O presente recurso vem circunscrito à parte da decisão recorrida que julgou violado o art.º 57.º, n.º 4, do CCP - por o Mandatário da D.......... não ter poderes para assinar digitalmente a respectiva proposta de contrato e para vincular a indicada sociedade à proposta apresentada - e à decisão que julgou improcedente a invocada litigância de má-fé do Recorrido.

No restante que foi decidido, o Recorrente conforma-se com a decisão do Tribunal ad quo.

O art.º 57.º do CCP, com a epígrafe “Documentos da proposta”, nos n.ºs 1 e 4, determina o seguinte: ”1 - A proposta é constituída pelos seguintes documentos:
a) Declaração do anexo i ao presente Código, do qual faz parte integrante;
b) Documentos que, em função do objeto do contrato a celebrar e dos aspetos da sua execução submetidos à concorrência pelo caderno de encargos, contenham os atributos da proposta, de acordo com os quais o concorrente se dispõe a contratar;
c) Documentos exigidos pelo programa do procedimento ou convite que contenham os termos ou condições relativos a aspetos da execução do contrato não submetidos à concorrência pelo caderno de encargos, aos quais a entidade adjudicante pretende que o concorrente se vincule; (…)
4 - Os documentos referidos nos n.os 1 e 2 devem ser assinados pelo concorrente ou por representante que tenha poderes para o obrigar.”
Determina, depois, o art.º 146.º do CCP, n.ºs 2, al d), e), sob a epígrafe “Relatório preliminar, o seguinte: “2 - No relatório preliminar a que se refere o número anterior, o júri deve também propor, fundamentadamente, a exclusão das propostas:
(…) d) Que não sejam constituídas por todos os documentos exigidos nos termos do disposto nos n.os 1 e 2 do artigo 57.º;
e) Que não cumpram o disposto nos n.os 4 e 5 do artigo 57.º ou nos n.os 1 e 2 do artigo 58.º”.
Por seu turno, o art.º 54.º, n.ºs 1, 2 e 7, da Lei n.º 96/2015, de 17/08, que regula a disponibilização e a utilização das plataformas electrónicas de contratação pública, estipula o seguinte: ”Assinaturas electrónicas
1 - Os documentos submetidos na plataforma eletrónica, pelas entidades adjudicantes e pelos operadores económicos, devem ser assinados com recurso a assinatura eletrónica qualificada, nos termos dos n.os 2 a 6.

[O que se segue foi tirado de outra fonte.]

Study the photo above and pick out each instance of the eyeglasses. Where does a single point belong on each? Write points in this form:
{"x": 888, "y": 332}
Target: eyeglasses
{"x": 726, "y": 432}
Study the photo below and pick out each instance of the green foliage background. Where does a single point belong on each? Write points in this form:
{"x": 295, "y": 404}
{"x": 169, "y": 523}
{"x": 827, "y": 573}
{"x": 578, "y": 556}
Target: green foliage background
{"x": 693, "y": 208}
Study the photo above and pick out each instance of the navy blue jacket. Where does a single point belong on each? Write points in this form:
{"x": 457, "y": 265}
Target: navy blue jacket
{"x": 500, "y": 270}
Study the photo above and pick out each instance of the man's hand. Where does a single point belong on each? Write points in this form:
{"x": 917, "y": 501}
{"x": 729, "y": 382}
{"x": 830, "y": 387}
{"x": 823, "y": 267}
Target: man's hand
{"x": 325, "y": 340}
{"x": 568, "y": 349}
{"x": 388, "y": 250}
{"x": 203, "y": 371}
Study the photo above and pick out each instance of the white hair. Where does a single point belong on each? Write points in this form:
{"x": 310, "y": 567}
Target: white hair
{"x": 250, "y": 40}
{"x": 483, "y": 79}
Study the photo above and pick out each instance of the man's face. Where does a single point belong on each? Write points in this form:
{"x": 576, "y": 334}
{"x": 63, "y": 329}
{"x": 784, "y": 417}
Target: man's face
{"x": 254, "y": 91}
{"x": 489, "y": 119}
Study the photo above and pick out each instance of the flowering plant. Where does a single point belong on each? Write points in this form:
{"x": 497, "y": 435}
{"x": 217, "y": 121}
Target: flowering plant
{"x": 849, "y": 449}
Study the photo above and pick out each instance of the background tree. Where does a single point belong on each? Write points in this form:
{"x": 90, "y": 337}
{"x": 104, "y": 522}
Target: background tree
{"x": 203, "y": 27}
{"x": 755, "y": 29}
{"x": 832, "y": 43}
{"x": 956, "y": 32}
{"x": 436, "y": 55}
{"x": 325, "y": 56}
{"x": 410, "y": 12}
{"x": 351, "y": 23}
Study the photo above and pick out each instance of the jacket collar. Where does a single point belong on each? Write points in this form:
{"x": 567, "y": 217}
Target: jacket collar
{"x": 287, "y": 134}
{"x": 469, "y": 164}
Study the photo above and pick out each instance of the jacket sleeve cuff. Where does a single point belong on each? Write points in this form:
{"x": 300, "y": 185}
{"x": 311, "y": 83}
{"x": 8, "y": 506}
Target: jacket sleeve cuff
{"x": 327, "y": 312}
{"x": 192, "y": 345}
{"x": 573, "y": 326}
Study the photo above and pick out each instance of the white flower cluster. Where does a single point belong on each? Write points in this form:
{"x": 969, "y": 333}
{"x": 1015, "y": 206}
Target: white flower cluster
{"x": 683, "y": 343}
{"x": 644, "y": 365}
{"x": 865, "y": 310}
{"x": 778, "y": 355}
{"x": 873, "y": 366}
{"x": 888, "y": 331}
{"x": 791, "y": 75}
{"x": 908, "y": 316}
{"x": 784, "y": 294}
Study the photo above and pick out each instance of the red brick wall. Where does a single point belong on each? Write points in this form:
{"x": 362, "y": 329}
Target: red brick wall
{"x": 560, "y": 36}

2 - Os documentos elaborados ou preenchidos pelas entidades adjudicantes ou pelos operadores económicos devem ser assinados com recurso a certificados qualificados de assinatura eletrónica próprios ou dos seus representantes legais.
(…) 7 - Nos casos em que o certificado digital não possa relacionar o assinante com a sua função e poder de assinatura, deve a entidade interessada submeter à plataforma eletrónica um documento eletrónico oficial indicando o poder de representação e a assinatura do assinante.”
Como refere Gonçalo Guerra Tavares, na redacção introduzida pelo Decreto-Lei n.° 111-B/2017, ao artigo 57.º do CCP, “passou a exigir-se que todos os documentos de instrução da proposta sejam assinados pelo concorrente ou pelos seus representantes com poderes para o obrigar” – in do Autor, Comentário ao Código dos Contratos Públicos, Coimbra: Almedina, 2019, p.173.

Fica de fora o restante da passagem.